Adding to those worries is pop star slash candidate for vice regent of Bekasi Ahmad Dhani, who was a major supporter of the Nov 4 protest. He recently said that the Dec 2 protest must be more than just rhetoric and that he thought it would be a good idea for the protesters to come armed with weapons so that the police would not try to repress them.
“I have the idea of there being 1 million bamboo spears [at the Dec 2 protest],” Dhani said at an event yesterday, as quoted by JPNN. The musician added that because he was a political candidate, he could unfortunately not be the panglima bambu runcing (bamboo spear commander) but that he would stand at the head of the protest and deal with the police if need be.

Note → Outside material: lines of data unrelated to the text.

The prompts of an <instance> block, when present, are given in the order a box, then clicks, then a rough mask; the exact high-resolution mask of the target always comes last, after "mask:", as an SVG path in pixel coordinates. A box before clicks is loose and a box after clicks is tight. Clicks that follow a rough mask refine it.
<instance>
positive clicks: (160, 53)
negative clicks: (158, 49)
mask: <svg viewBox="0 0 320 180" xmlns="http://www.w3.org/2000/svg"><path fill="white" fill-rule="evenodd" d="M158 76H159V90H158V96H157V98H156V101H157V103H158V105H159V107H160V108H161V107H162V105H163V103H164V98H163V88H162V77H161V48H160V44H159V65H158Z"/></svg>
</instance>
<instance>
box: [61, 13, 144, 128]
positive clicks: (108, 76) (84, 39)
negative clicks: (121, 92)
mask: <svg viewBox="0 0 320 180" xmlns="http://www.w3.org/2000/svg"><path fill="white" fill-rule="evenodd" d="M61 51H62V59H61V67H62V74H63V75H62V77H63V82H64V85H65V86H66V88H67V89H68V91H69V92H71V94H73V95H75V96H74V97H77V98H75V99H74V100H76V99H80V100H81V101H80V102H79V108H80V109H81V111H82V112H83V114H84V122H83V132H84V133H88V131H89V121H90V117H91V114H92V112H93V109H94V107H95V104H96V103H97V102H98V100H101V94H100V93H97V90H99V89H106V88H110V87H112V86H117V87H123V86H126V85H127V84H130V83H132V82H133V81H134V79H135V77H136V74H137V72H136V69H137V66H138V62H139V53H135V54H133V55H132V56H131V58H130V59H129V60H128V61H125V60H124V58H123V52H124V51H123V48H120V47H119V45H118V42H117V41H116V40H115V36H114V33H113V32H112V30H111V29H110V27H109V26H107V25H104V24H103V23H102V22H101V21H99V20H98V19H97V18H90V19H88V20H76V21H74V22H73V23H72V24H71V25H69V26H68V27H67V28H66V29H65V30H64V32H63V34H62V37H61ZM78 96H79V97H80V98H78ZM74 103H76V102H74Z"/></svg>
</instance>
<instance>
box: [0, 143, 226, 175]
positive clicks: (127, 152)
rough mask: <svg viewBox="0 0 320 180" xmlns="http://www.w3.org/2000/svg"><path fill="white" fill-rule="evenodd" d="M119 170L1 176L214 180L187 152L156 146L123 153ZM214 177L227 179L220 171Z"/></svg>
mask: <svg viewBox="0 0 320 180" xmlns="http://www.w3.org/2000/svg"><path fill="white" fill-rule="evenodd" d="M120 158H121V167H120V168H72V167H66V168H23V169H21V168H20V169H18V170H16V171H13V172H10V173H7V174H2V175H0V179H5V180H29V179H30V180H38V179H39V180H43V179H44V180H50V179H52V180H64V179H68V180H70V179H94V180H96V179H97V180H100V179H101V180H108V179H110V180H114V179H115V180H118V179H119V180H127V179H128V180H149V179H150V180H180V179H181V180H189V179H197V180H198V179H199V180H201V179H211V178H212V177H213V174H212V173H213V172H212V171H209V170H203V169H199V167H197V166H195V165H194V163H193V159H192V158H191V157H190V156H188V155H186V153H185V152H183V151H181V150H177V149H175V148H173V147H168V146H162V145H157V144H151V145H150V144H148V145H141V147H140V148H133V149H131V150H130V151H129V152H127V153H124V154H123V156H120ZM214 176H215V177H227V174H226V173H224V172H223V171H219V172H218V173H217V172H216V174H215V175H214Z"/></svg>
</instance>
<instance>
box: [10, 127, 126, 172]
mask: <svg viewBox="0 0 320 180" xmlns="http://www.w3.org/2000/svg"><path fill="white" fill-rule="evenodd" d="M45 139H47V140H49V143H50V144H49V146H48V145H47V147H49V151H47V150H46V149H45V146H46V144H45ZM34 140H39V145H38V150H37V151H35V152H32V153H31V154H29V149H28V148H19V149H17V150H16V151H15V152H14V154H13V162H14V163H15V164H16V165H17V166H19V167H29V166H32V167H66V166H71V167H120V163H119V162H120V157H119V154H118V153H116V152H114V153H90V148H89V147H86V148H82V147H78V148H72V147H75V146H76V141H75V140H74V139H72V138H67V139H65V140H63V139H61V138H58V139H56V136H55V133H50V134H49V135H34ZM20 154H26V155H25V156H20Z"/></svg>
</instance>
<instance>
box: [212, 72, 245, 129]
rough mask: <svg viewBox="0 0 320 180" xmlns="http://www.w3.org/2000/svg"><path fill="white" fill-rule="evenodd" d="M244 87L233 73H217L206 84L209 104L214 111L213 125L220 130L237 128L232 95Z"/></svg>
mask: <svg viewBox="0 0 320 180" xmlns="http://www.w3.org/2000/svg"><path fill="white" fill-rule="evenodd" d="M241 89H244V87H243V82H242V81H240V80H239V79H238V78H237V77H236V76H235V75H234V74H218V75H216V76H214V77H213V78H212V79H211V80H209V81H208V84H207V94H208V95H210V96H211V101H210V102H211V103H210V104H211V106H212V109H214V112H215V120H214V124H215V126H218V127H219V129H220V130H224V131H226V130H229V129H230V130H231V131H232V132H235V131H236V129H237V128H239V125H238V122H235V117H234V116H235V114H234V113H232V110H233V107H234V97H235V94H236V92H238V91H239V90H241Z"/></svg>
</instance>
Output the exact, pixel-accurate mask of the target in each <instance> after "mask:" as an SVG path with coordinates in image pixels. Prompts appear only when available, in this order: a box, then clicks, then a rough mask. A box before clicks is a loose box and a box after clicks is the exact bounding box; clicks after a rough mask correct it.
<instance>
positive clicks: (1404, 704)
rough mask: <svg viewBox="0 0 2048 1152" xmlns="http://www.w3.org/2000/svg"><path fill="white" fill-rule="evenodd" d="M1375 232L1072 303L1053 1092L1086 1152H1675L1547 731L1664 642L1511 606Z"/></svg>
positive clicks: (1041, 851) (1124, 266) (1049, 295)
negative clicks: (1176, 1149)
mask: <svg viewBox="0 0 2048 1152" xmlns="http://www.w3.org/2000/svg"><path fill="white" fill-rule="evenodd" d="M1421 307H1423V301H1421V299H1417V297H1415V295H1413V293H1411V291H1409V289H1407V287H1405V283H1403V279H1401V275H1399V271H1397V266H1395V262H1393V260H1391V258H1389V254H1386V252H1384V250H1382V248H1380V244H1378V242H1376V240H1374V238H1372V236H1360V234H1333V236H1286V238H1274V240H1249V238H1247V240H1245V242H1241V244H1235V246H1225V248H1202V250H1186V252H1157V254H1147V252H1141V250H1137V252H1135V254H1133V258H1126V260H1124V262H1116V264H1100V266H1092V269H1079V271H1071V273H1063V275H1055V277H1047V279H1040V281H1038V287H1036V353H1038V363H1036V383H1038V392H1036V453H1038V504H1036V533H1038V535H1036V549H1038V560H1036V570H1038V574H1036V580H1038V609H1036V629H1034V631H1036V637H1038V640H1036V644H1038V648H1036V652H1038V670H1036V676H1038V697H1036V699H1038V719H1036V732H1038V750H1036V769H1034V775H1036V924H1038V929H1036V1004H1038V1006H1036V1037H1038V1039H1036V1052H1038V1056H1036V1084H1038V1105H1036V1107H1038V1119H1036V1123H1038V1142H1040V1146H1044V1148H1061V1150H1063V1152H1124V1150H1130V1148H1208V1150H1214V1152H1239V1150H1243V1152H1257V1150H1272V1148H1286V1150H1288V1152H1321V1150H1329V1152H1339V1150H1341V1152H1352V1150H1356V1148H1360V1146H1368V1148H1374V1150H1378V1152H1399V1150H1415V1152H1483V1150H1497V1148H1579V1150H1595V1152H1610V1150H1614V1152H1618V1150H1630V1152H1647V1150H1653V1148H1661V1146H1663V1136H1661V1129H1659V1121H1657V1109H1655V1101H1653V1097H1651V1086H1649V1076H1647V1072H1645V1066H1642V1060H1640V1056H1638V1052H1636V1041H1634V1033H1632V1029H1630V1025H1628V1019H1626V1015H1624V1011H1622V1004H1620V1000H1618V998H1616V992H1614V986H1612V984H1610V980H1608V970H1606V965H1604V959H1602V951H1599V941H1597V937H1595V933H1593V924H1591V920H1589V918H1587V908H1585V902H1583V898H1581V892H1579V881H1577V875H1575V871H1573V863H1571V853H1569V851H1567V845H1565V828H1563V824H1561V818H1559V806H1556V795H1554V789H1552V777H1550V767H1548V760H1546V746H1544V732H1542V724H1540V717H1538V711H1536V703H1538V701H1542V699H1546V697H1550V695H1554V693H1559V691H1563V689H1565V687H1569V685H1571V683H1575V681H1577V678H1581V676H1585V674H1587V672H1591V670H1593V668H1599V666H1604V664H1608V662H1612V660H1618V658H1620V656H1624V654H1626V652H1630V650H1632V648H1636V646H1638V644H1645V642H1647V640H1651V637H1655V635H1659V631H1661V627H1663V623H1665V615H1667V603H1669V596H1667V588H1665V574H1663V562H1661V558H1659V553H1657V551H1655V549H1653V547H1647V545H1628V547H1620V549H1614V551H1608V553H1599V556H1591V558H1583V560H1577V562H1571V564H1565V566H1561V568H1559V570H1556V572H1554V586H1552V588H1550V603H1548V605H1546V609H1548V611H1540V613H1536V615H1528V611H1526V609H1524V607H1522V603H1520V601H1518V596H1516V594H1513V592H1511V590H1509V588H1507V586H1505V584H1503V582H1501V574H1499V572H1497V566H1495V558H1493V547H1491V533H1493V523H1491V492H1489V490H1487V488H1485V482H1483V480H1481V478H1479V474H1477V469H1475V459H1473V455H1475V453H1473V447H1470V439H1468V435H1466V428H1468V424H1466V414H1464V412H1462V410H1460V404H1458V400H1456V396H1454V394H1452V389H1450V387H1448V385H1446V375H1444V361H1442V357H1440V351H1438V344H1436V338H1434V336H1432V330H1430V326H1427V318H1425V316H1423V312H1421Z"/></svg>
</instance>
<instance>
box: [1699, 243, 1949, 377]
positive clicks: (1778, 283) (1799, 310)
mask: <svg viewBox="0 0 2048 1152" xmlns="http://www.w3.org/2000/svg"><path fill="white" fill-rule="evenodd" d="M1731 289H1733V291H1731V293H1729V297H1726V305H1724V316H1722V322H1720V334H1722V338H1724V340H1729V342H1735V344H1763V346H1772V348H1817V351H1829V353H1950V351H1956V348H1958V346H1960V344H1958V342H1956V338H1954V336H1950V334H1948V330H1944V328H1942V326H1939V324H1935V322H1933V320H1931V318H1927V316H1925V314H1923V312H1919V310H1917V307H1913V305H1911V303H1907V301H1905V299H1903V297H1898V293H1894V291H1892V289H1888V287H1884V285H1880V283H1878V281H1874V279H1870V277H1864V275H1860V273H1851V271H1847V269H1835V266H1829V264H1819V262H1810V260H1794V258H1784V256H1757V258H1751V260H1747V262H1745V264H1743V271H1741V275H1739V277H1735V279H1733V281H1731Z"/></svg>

Although the Nov 4 protest was largely peaceful, some of the participants did carry wooden spears and some of those were used to fight with police when violence broke out after nightfall when a small percentage of the protesters refused to leave the area around the State Palace.
Dhani still faces potential criminal charges for a speech he gave during the Nov 4 protest in which he allegedly referred to President Joko Widodo by several vulgar names.